District 45 Representative Patrick Neville. Colorado Governor John Hickenlooper's annual State of the State Address. Jan. 12, 2017. (Kevin J. Beaty/Denverite)state of the state; copolitics; politics; governor john hickenlooper; capitol; kevinjbeaty; colorado; denver; denverite;

By Kristen Wyatt, Associated Press

A Colorado proposal to expand oversight of police who take a citizen’s property has been defeated after intense resistance from law enforcement.

A Republican Senate committee rejected the bill 3-2 Wednesday.
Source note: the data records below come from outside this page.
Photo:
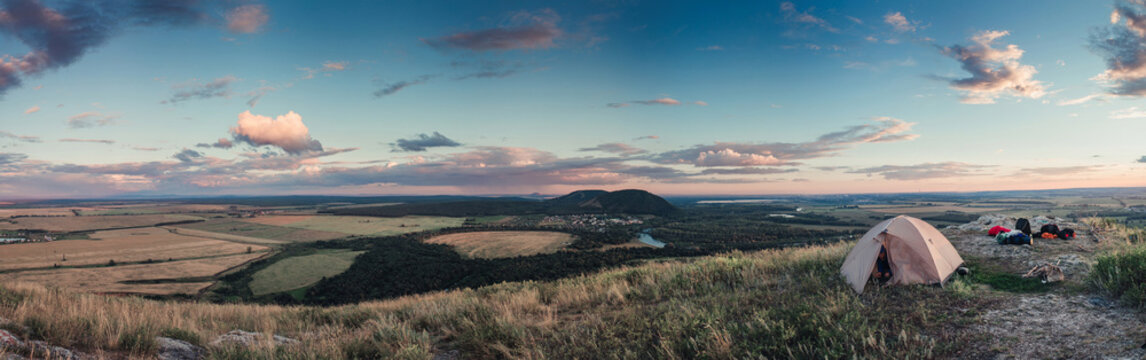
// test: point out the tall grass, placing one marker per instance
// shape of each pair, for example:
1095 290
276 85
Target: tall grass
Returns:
1122 274
770 304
The measure would have added reporting requirements of how much money Colorado police departments are taking from citizens through civil asset forfeiture. It also would have prevented police agencies from turning property over to the federal government unless it’s worth more than $50,000.
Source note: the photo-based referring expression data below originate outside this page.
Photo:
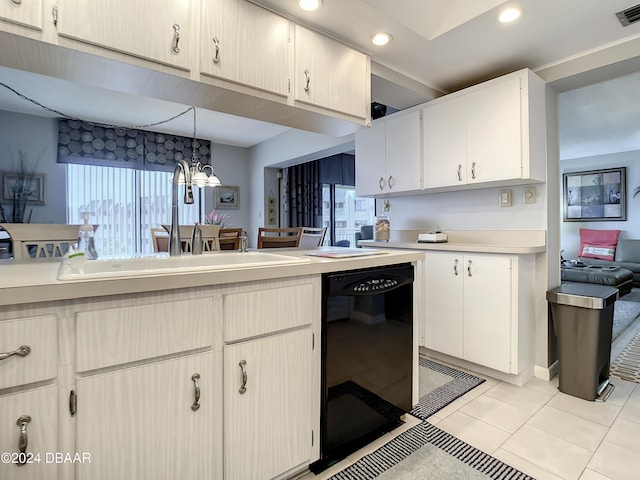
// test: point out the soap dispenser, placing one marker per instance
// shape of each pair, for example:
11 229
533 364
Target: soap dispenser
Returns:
86 239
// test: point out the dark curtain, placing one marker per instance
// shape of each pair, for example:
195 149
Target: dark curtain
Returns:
304 195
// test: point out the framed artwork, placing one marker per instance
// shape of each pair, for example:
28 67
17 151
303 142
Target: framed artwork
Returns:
595 195
33 186
227 197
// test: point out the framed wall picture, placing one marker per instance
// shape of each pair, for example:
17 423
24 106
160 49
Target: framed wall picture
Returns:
31 185
227 197
595 195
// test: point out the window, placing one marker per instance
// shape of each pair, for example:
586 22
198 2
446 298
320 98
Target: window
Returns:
347 215
125 203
Sponsors insisted that law enforcement could still use asset forfeiture to pad their budgets and fight crime, but they said Colorado has inadequate safeguards against abuse.

“Forfeiture is a legitimate government function,” said Sen. Tim Neville, R-Littleton. But he said the practice allows police “to combine the purse and the sword” and that elaborate safeguards are in order.

But a parade of law enforcement officers testified against the bill and succeeded in shutting it down.

“We don’t just run around willy-nilly seizing people’s property,” said El Paso County Sheriff Bill Elder.

Others argued that the reporting requirements would unduly tangle police trying to investigate crimes.

“This bill is unreasonable because it does not take into account how investigations actually take place,” said Colorado Springs Cmdr. Thor Eells.

Colorado passed a law in 2002 saying that police could seize assets only after criminal conviction, with few exceptions. Tom Raynes of the Colorado District Attorneys’ Council said that improper asset seizures are “mostly urban legends.”

But forfeiture without a conviction still occurs, if local police are working with the federal government.

“This urban legend that you’re talking about happened to my family,” said Burt Wagner, a Boulder County Bitcoin dealer who says he lost about $250,000 worth of cash and equipment in a raid for which charges were later dropped.

Wagner said he has been unable to discover how much of that seizure went to local authorities, or what they did with it.

Still, lawmakers on the panel sided police officers who called the additional oversight unnecessary.

“I think it discourages effective law enforcement,” said Sen. Bob Gardner, R-Colorado Springs.